Discontinuation of omalizumab treatment is associated with increases in circulating free IgE within 8 weeks compared to baseline levels [16, 22]. A recent study by Corren et al. [39] showed that an initial effect of high-dose treatment with omalizumab was not fully maintained during dose reduction, and returned to baseline after discontinuation of treatment. Since it does not completely inhibit the sensitization phase or induce allergen-specific immune tolerance, anti-IgE is not a curative approach [32]. This implies that treatment should be permanent or repeated every season, dependent on the symptoms, and the costs have to be weighted against the benefits and the possibility of other treatments. Investigations into the cost-effectiveness of omalizumab are lacking, but necessary. Studies comparing the effect of treatment with anti-IgE and other available treatment options for IgE-mediated airway disease are indicated [22]. Furthermore, during an allergen-mediated immune cascade, many mediators are released, which unfortunately are not targeted by anti-IgE and thus can still lead to the onset of allergic airway disease [32], as shown by results from a mouse model in which an anaphylactic reaction can occur independently from IgE [40].

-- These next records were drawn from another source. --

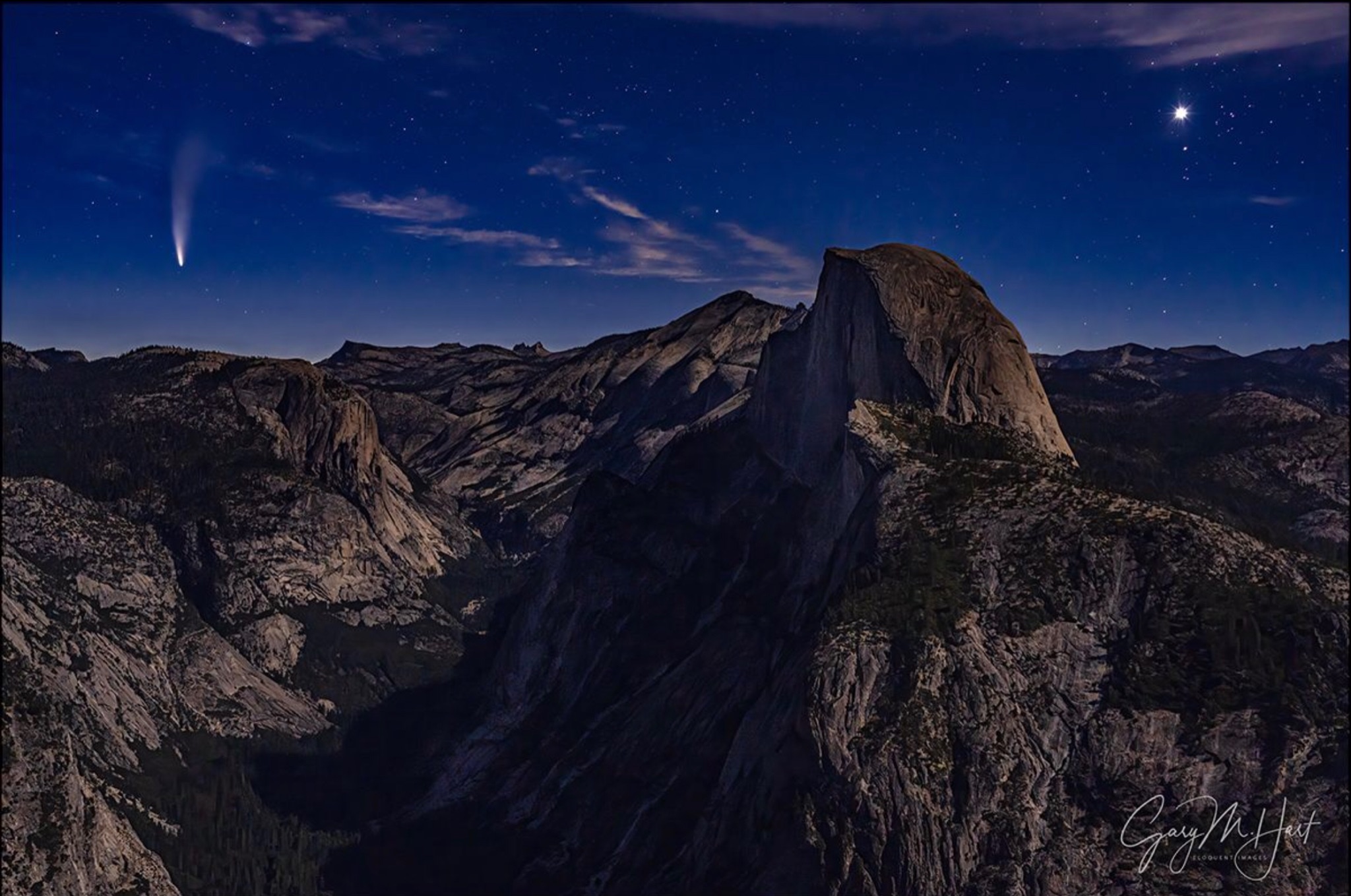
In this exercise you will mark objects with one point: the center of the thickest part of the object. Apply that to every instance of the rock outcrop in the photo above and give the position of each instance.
(1258, 443)
(106, 660)
(897, 324)
(513, 434)
(864, 642)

Omalizumab is well tolerated. There is no presumed risk of inducing acute anaphylaxis by cross-linking IgE molecules, because omalizumab does not bind to IgE on mast cells and basophils. Adverse events following treatment with omalizumab were generally mild-moderate, and no significant differences compared to placebo were found [16, 21, 22, 32, 34]. The most frequent drug-related side effects were urticaria, pruritus, headache, paresthesia and administration site reactions. No serious adverse events were suspected to be related to omalizumab. However, the safety profile of omalizumab still requires longer-term assessment [22].

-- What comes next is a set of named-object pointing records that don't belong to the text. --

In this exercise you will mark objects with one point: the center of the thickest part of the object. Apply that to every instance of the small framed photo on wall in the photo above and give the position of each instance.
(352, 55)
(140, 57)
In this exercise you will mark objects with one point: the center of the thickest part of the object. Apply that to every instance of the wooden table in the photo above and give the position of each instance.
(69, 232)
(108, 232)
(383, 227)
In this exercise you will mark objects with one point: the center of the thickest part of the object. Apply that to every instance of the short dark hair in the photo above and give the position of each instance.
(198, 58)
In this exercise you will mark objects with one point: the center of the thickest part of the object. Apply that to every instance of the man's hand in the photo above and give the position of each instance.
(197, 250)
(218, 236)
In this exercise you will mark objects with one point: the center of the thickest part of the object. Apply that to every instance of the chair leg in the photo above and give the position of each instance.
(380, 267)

In any case, caution is indicated because serious and life-threatening allergic reactions (anaphylaxis) have been reported after the administration of omalizumab, as well as a serum sickness-like reactions after the seventh dose [41]. Possible symptoms and signs of such an allergic reaction have included bronchospasm, hypotension, syncope, urticaria and/or angioedema of the throat or tongue, and some of these reactions were life-threatening. In premarketing clinical trials, the frequency of anaphylaxis attributed to omalizumab was estimated to be 0.1%, but increased to at least 0.2% in postmarketing spontaneous reports. Anaphylaxis can occur after the first dose, but has also occurred >1 year after the beginning of treatment. These reactions mostly occur within 2 h of administration, but can occur up to 24 h or even longer after subcutaneous injection of omalizumab. This is why omalizumab should only be administered after informing and educating patients about possible anaphylactic reactions and in a healthcare setting trained to manage anaphylaxis. In addition, patients should be closely observed for an appropriate period of time after administration of omalizumab (at least 2 h after administration of omalizumab).

Recently, there has been some interest in neoplasia adverse events because more neoplasms were reported in omalizumab-treated patients compared to control patients across all completed studies. However, a causal relationship between omalizumab and cancer seemed unlikely [34]. No case of overdose has been reported. Until now, no safety data after long-term treatment with omalizumab are available.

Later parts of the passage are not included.